私にとって最も残念だったのは、『七人の侍』より先にこれを観てしまったと言う事。無理をしてもこっちは後で観るべきでした。
甘崎庵

**ネタバレ注意**
映画を見終った人むけのレビューです。

これ以降の文章には映画の内容に関する重要な情報が書かれています。
まだ映画を見ていない人がみると映画の面白さを損なうことがありますのでご注意下さい。







 要するに『七人の侍』の西部劇版。監督は黒澤の心酔者らしく、実によくコピーしたものだ。薪割ってるところまで再現してるなんて(笑)。ストーリーに関しては結構良かったが、それもオリジナルの良さがあってのこと。

 ただ、コピーだけあって、相当な矛盾も生じている。『七人の侍』での最大の見所は殺陣とかストーリーではなく、士農工商の武家社会にあって農民が武士を雇うと言う設定にこそある(勿論それ以外にも素晴らしいもの満載だけど)。そう言う意味で言うならば、本作は設定の最初から破綻していたとさえも言えるだろう。身分制度の無いアメリカではせいぜい「貧乏」なくらいしか表現のしようがない。表現不可能なのだ。
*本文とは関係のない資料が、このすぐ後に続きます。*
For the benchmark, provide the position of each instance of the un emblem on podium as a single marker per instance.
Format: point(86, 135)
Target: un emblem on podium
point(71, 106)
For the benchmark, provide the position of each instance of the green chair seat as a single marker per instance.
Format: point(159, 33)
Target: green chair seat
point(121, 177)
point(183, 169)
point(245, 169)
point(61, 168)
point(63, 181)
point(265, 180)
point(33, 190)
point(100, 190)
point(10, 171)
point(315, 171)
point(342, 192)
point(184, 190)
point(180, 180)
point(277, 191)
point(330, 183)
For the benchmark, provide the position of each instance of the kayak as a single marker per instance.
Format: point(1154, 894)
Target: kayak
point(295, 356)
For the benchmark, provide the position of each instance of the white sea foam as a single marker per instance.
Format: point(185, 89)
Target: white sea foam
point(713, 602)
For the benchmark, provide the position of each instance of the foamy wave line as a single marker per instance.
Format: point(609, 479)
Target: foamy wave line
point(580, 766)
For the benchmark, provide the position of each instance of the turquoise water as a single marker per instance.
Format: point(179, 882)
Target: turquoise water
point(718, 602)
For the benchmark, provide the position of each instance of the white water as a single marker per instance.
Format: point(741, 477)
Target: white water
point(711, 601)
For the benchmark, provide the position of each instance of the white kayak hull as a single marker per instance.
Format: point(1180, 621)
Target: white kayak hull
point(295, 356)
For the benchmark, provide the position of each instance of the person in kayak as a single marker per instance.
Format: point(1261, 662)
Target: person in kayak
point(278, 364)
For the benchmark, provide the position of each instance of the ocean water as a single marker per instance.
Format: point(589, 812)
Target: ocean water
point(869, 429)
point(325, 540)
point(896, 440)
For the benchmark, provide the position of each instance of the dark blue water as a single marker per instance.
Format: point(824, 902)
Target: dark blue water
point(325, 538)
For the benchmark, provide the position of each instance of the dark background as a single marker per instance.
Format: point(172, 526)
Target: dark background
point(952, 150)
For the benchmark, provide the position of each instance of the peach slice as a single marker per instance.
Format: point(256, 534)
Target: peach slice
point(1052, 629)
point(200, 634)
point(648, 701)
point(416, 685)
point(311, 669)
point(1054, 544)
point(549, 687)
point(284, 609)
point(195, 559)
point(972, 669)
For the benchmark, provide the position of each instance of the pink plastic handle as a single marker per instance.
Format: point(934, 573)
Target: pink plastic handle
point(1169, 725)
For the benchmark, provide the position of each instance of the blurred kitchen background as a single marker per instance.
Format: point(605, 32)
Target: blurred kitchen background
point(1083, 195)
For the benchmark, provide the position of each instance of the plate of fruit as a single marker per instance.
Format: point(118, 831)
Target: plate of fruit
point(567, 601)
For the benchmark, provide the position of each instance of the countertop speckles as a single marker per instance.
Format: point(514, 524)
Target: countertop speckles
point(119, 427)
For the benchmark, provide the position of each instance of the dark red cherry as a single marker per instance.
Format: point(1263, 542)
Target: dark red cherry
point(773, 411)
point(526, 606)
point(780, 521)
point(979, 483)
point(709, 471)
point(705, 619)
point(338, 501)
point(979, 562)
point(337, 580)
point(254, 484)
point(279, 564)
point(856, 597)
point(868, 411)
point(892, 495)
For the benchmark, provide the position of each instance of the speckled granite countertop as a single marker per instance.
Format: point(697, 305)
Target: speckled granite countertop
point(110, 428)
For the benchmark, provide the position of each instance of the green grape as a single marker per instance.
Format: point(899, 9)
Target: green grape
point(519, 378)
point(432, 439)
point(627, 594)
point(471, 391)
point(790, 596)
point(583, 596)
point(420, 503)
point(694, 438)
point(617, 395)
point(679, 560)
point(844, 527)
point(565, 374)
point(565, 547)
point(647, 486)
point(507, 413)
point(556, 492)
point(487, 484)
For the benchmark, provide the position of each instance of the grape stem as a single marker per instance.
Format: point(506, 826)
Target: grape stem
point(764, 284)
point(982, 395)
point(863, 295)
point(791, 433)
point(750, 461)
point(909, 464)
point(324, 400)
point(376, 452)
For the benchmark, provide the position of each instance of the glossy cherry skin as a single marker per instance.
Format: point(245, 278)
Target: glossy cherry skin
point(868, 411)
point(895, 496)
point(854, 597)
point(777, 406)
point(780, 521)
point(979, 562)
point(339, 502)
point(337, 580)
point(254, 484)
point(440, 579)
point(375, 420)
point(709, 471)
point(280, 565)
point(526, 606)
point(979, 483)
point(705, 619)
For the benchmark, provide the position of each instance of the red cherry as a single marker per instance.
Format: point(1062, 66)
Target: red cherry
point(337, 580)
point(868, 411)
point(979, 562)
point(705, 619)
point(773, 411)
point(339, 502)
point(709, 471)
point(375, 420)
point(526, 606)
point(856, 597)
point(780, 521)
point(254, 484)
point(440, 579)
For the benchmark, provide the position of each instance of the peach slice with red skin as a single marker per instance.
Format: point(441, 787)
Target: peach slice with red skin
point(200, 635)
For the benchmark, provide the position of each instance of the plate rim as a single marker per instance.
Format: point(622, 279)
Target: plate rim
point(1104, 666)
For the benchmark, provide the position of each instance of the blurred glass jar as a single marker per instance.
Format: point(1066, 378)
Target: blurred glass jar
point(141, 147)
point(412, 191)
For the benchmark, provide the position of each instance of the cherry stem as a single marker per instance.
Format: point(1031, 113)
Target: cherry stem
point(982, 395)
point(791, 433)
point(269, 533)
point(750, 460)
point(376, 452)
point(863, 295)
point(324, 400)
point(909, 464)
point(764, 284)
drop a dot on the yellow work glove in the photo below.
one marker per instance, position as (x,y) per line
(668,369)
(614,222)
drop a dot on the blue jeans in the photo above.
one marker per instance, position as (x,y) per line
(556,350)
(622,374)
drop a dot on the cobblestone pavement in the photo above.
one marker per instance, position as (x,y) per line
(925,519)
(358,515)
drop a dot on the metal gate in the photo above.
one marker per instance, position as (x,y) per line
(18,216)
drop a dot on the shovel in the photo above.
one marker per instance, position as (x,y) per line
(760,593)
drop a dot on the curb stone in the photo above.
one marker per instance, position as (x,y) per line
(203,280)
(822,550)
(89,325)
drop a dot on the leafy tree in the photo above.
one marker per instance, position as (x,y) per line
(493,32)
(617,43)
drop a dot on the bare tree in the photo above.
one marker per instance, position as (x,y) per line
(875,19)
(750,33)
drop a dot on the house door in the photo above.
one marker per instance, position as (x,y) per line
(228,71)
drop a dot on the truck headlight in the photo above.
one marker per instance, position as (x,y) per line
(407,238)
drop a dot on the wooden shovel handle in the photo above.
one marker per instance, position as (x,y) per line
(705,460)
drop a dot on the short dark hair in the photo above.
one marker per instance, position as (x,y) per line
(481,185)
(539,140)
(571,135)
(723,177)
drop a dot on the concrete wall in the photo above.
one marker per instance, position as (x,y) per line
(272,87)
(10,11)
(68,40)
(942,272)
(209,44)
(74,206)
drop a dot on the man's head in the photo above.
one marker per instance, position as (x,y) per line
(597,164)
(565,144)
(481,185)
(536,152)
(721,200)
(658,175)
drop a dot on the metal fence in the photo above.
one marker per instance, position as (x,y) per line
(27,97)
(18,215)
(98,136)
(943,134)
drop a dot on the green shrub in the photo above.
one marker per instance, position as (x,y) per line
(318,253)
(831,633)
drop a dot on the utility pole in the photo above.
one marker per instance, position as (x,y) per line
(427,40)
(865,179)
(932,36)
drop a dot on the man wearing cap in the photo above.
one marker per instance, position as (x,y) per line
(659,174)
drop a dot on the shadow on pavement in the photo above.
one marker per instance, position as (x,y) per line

 しかし、それが逆に妙な結果を生んだ。ガンマン達が実にスムーズに町にとけ込むことが出来たのだ。『七人の侍』ではその矛盾を説明するためにこそ映画の実に半分が用いられたのに対し、それが必要ないため、純粋にアクション映画にすることが可能になった。

 黒澤映画の本来のテーマを無視することによって、アクション作品としては間違いなく良作に仕上がっている。オリジナルでは悲恋に終わる恋物語もちゃんと成就してるし(身分制度がないから別に結婚しようと何しようと彼は自由だというところが特徴)。